Espaillat explicó que todo comenzó como un lunes habitual en la discoteca. Llegó junto a su esposo y se ubicaron en una mesa junto a otras personas, mientras el ambiente transcurría con normalidad. Sin embargo, de manera repentina, el techo colapsó, dejando a varios de los presentes atrapados bajo los escombros.
Según su relato ante el tribunal, su esposo reaccionó de inmediato, empujándola hacia el área del bar junto a otras personas para intentar protegerlas, quedando él atrapado. “Quedó encima de mí”, narró. Indicó que en ese momento se encontraba junto a cinco personas más, todos atrapados bajo la estructura colapsada.

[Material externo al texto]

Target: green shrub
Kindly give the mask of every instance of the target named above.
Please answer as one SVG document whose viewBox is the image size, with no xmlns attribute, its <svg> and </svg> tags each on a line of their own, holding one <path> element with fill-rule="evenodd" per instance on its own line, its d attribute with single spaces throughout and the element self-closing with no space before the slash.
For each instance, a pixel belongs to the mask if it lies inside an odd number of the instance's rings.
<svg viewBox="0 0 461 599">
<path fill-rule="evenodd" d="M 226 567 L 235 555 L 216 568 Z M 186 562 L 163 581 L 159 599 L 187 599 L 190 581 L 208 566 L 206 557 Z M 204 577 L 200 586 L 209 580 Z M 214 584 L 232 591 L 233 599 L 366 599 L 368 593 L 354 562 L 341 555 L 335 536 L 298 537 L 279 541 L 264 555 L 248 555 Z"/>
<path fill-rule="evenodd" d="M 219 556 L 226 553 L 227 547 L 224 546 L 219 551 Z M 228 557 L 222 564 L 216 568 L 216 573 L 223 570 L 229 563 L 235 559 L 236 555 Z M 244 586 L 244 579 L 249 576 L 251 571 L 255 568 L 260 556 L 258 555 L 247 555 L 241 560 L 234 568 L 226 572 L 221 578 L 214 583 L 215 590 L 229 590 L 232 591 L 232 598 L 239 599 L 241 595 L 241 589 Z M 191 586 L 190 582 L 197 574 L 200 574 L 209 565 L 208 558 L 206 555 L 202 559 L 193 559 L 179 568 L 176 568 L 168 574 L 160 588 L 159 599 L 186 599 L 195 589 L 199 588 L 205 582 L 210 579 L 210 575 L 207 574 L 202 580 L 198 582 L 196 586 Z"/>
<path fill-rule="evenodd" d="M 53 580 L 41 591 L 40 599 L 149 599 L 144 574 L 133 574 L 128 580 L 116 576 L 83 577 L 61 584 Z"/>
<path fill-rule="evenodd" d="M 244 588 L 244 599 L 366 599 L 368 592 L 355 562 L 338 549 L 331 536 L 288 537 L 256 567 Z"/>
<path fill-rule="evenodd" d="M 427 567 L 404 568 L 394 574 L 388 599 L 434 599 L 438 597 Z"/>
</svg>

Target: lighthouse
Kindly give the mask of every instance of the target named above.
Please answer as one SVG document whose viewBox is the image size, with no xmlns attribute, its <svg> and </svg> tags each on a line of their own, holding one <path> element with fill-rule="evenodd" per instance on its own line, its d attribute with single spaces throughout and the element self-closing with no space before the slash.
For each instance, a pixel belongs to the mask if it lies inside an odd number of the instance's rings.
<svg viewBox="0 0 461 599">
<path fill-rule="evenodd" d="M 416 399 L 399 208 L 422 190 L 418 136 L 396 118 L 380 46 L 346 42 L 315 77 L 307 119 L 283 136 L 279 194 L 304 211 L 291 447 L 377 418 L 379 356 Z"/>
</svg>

Minutos después del derrumbe, mientras permanecía bajo los escombros, logró comunicarse con su hermano, quien se encontraba en Las Vegas, Estados Unidos. “Yo le dije que creía que el techo se había caído, que yo estaba debajo de los escombros”, relató. Según explicó, este activó contactos para el envío de ambulancias y equipos de rescate.
Espaillat también describió cómo un amigo cercano logró ingresar por una de las salidas de emergencia y se acercó hasta ella. “Me dio un beso en la frente y me dijo que me iban a sacar”, recordó. Posteriormente, miembros del personal de seguridad del establecimiento iniciaron las labores para liberar a los atrapados.
Durante su testimonio, afirmó que, a pesar de estar herida, pidió que sacaran primero a otras personas en estado más crítico. Mencionó que una de las víctimas presentaba heridas graves, incluyendo una lesión severa en la cabeza. También relató que ella misma tenía múltiples heridas, entre ellas en la cabeza y la oreja derecha, la cual, según indicó, estaba desprendida.
Tras ser rescatada, fue colocada en una ambulancia. Sin embargo, según declaró, se negó a ser trasladada sin su esposo, quien permanecía atrapado bajo los escombros. “Yo no me voy sin él”, insistió, lo que llevó a que el vehículo no partiera.
Espaillat explicó que regresó al interior del local, donde continuaban los esfuerzos para rescatar a su pareja. Incluso solicitó que buscaran el gato de su vehículo para intentar remover los escombros que lo mantenían atrapado. Mientras esperaba, relató haber presenciado escenas de dolor, incluyendo el testimonio de una colaboradora que había perdido a varios miembros de su familia en el colapso.
Indicó que permaneció fuera del área durante varios minutos hasta que finalmente lograron sacar a su esposo. “Esperé alrededor de 35 minutos”, dijo. Cuando fue rescatado, ambos fueron trasladados en una ambulancia para recibir atención médica.